The survey was part of a campaign called "Love Myself, Care for Myself: Caring for Mental Health is a Daily Practice," timed to Setembro Amarelo—Yellow September—Brazil's month of suicide prevention awareness. The data also showed that 34 percent of Brazilians reported psychological problems during the Covid-19 pandemic, down from 44 percent the previous year. Fernandes attributed the decline to shifting perceptions of health risks and possible economic improvement compared to the acute phase of the pandemic. The message underlying the research is clear: as Brazilians navigate an increasingly digital social existence, the gap between the lives they present and the lives they actually live has become a significant source of psychological distress, particularly for women and young people still forming their sense of self.
Citações Notáveis
You see all that and want it too, but your reality is completely different— Carolina de Souza, lawyer and author of 'Suicide and the Internet'
Is the human psyche adapted to this? Does a young person have the maturity to handle it? Of course it becomes a source of anxiety for many— Fernando Fernandes, psychiatrist and Abrata adviser
A Conversa do Hearth Outra perspectiva sobre a história
Why does social media judgment feel different from the judgment people faced before the internet?
Because it's instantaneous, permanent, and visible to everyone at once. Before, if your neighbors disapproved of you, it stayed in your neighborhood. Now a single post can be seen by thousands, and the metrics—likes, comments, shares—quantify that judgment in real time. You can watch it happen.

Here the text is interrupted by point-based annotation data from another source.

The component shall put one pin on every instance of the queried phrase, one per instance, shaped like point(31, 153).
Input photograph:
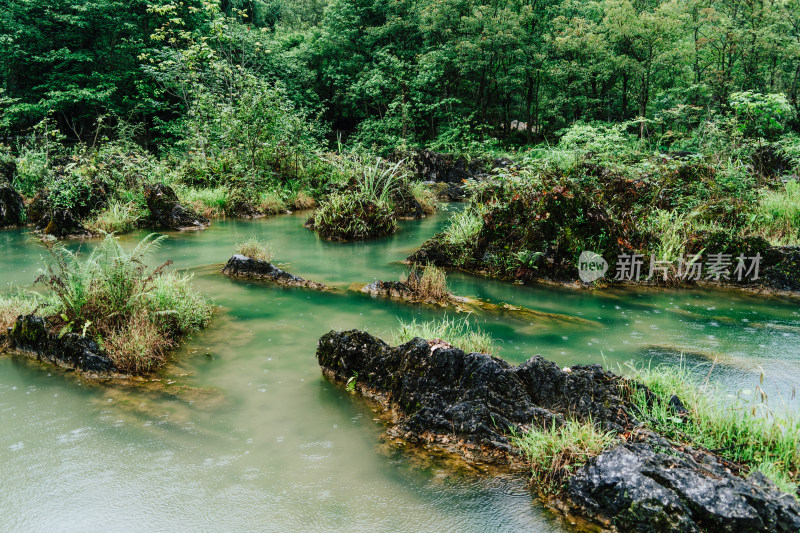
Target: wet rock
point(30, 335)
point(639, 489)
point(61, 223)
point(443, 391)
point(167, 211)
point(240, 266)
point(12, 208)
point(390, 289)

The study found that 65 percent of young people feel pressure to seem happy online. Does that pressure come from other people, or from themselves?

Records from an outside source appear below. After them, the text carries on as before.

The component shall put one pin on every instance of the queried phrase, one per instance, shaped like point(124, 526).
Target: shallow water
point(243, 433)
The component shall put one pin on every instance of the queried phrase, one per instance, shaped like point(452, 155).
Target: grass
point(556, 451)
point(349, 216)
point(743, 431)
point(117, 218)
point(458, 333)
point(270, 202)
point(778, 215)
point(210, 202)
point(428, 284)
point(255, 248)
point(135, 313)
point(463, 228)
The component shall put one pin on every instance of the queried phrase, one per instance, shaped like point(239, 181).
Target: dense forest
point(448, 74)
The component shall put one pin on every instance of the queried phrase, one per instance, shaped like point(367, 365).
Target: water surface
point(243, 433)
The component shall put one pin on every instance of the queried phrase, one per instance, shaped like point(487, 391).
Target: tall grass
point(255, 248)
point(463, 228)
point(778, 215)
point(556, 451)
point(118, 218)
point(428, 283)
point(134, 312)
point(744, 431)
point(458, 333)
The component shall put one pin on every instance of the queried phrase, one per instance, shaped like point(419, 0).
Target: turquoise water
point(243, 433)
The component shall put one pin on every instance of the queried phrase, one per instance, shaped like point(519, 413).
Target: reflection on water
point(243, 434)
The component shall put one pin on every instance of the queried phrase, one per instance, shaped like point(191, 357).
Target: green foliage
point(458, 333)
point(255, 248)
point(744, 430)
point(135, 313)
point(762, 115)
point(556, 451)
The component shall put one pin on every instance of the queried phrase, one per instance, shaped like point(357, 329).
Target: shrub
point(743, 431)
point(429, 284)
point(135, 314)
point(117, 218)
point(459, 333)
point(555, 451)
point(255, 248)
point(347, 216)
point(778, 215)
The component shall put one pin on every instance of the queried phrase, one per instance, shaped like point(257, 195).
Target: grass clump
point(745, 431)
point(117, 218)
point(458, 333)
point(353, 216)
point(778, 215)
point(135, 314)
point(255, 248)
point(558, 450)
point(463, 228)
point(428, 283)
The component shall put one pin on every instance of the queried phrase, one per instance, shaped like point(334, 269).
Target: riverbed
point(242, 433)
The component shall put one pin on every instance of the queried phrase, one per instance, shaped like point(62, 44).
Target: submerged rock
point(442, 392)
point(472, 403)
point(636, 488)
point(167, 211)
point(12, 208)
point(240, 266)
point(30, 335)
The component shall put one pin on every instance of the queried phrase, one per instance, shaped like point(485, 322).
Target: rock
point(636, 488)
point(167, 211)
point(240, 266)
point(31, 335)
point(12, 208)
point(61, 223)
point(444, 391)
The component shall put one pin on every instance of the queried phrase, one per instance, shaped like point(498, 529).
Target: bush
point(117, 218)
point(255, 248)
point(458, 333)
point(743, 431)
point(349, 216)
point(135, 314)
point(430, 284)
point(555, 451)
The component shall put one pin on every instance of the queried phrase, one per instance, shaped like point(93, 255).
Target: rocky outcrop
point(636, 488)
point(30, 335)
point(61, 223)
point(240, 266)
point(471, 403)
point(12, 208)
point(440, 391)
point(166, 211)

Both, but it's hard to separate them. Young people see what others post and internalize the expectation that they should do the same. It becomes a kind of arms race of positivity. But the pressure also comes from within—from wanting to belong, to be liked, to matter in a space where mattering is measured by engagement.
The psychiatrist mentioned that people with depression already prefer solitary activities. So maybe social media isn't causing the problem—maybe it's just where people with existing problems end up?

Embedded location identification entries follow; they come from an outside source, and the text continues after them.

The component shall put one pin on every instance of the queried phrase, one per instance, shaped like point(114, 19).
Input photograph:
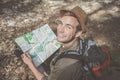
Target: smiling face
point(66, 30)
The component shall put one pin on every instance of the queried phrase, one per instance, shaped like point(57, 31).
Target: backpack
point(96, 59)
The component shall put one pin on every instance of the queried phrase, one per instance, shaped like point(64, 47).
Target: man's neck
point(66, 45)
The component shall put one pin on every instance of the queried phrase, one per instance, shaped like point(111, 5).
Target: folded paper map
point(40, 44)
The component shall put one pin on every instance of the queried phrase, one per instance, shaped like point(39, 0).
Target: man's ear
point(78, 34)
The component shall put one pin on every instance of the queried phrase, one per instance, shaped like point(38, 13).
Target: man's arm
point(27, 60)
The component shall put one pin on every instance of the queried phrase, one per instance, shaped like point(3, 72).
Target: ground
point(18, 17)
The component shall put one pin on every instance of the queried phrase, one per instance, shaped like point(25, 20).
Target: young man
point(71, 25)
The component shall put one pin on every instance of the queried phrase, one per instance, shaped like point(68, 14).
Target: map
point(40, 44)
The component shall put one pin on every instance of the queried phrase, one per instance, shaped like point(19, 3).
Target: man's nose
point(62, 27)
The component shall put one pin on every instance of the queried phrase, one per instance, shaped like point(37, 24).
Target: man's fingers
point(23, 55)
point(28, 56)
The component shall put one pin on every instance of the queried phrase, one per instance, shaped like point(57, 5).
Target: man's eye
point(69, 27)
point(59, 22)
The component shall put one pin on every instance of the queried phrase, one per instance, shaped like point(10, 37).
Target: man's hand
point(27, 59)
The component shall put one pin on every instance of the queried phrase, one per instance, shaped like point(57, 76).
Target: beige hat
point(80, 14)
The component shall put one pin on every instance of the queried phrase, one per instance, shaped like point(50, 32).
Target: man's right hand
point(27, 59)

That's part of it, yes. But the survey suggests something else too: the constant exposure to curated perfection makes people who are already struggling feel even worse about themselves. It's not that social media creates depression, but it can amplify it, especially in people who are vulnerable.
What struck you most about the numbers?
That 57 percent of women reported mental exhaustion lasting more than a day. That's more than half. And among young people, it's 63 percent. These aren't rare experiences—they're common. The mental toll is widespread and normalized.
The author of "Suicide and the Internet" attempted suicide before age ten. How does that shape what she's saying about the risks?
It gives her credibility, but also a particular lens. She's not speaking theoretically. She knows what it's like to be young and vulnerable and exposed to harmful content online. She's warning about the specific danger to children and adolescents who don't have the maturity or supervision to navigate it safely.
Is there hope in this research?
The awareness itself is hope. The fact that Brazil is studying this, that experts are talking about it, that there's a national campaign around suicide prevention—that matters. But the real work is in changing how we use these platforms, not just understanding the damage they do.